EÇA DE QUEIRÓS
Singularidades de uma rapariga loura

Quando D. Hilária acabou de contar, suspirando, estas desgraças passadas, começou-se a jogar. Era singular que Macário não se lembrava o que tinha jogado nessa noite radiosa. Só se recordava que tinha ficado ao lado da menina Vilaça (que se chamava Luísa), que reparara muito na sua fina pele rosada, tocada de luz, e na meiga e amorosa pequenez da sua mão, com uma unha mais polida que o marfim de Diepa. E lembrava-se também de um acidente excêntrico, que determinara nele, desde esse dia, uma grande hostilidade ao clero da Sé.
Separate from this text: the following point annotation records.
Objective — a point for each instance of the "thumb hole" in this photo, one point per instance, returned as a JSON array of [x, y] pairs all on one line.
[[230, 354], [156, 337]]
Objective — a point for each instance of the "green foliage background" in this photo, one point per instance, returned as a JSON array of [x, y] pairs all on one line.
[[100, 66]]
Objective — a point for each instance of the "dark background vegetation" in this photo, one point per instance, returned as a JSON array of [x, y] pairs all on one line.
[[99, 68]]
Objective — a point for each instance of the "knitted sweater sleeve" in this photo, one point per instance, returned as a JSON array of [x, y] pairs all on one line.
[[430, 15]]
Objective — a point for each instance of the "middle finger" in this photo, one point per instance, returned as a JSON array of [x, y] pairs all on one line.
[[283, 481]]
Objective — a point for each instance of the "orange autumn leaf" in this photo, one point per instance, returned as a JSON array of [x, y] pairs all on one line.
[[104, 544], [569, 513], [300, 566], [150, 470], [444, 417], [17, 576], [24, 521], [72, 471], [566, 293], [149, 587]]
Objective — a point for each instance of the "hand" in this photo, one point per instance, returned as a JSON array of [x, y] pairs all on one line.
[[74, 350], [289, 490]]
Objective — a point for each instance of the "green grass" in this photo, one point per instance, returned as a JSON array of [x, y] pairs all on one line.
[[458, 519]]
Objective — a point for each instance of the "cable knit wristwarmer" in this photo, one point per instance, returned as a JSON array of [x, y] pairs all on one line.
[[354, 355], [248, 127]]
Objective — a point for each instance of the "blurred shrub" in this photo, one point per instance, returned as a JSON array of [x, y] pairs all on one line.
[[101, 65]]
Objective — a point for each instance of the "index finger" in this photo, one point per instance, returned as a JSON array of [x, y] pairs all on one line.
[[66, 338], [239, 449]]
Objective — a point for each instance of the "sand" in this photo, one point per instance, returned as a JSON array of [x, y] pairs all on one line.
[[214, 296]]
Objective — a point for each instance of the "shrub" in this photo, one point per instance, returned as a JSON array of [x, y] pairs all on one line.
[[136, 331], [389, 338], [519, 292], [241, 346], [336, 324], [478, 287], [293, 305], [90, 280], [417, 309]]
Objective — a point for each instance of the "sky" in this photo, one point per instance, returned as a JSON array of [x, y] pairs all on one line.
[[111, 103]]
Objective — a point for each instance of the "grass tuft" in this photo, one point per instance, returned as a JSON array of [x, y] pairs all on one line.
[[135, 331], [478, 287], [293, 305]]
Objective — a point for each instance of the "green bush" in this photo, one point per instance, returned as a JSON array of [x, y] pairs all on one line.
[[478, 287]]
Macário estava sentado à mesa, e ao pé dele Luísa: Luísa estava toda voltada para ele, com uma das mãos apoiando a sua fina cabeça loura e amorosa, e a outra esquecida no regaço. Defronte estava o beneficiado, com o seu barrete preto, os seus óculos na ponta aguda do nariz, o tom azulado da forte barba rapada e as suas duas grandes orelhas, complicadas e cheias de cabelo, separadas do crânio como dois postigos abertos. Ora, como era necessário no fim do jogo pagar uns tentos ao cavaleiro de Malta, que estava ao lado do beneficiado, Macário tirou da algibeira uma peça e quando o cavaleiro, todo curvado e com um olho pisco, fazia a soma dos tentos nas costas dum ás, Macário conversava com Luísa, e fazia girar sobre o pano verde a sua peça de ouro, como um bilro ou um pião. Era uma peça nova que luzia, faiscava, rodando, e feria a vista como uma bola de névoa dourada. Luísa sorria vendo-o girar, girar, e parecia a Macário que todo o céu, a pureza, a bondade das flores e a castidade das estrelas estavam naquele claro sorriso distraído, espiritual, arcangélico, com que ela seguia o giro fulgurante da peça de ouro nova. Mas, de repente, a peça, correndo até à borda da mesa, caiu para o lado do regaço de Luísa e desapareceu, sem se ouvir no soalho de tábuas o seu ruído metálico. O beneficiado abaixou-se logo cortêsmente: Macário afastou a cadeira, olhando para debaixo da mesa: a mãe Vilaça alumiou com um castiçal, e Luísa ergueu-se e sacudiu com pequenina pancada o seu vestido de cassa. A peça não apareceu.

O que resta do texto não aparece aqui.